Good luck and tight lines!!


----------



## Bonecrusher (Aug 7, 2010)

When are you headed down there? I will be in North Myrtle the first week of June. I've caught a few accidental sharks and planning on more accidents this year.


----------



## seang22 (Mar 3, 2014)

Bonecrusher said:


> When are you headed down there? I will be in North Myrtle the first week of June. I've caught a few accidental sharks and planning on more accidents this year.
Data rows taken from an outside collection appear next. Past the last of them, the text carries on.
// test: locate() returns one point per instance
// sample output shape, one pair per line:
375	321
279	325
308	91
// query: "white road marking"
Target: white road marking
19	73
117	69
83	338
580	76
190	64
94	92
I'm not sure yet.. I was thinking 1st week also of it happens


----------



## NCbassattack (May 5, 2014)

Cherry Grove allows surf fishing, and it's usually best in early morning, like right at sunrise or light enough to see. Schools of bluefish work the breakers then, and the odd red drum or Spanish mackerel.
The Spanish are beginning to show up, what we call "scouts", by Memorial Day they will be tearing it up. Fish piers with "gotcha" lures. (Pic below.)
http://www.whitestackle.com/fishing...es/jigs/gotcha-lures-by-sea-striker-1-oz.html


----------



## NCbassattack (May 5, 2014)

Maybe you've seen this. In the bay side inlets at Cherry Grove.


----------



## seang22 (Mar 3, 2014)

I saw it awhile ago.. Didn't realize it was mb.. Was it a bull shark?


----------



## NCbassattack (May 5, 2014)

Yep, it's a bull shark. Not uncommon on the Carolina coastline.


----------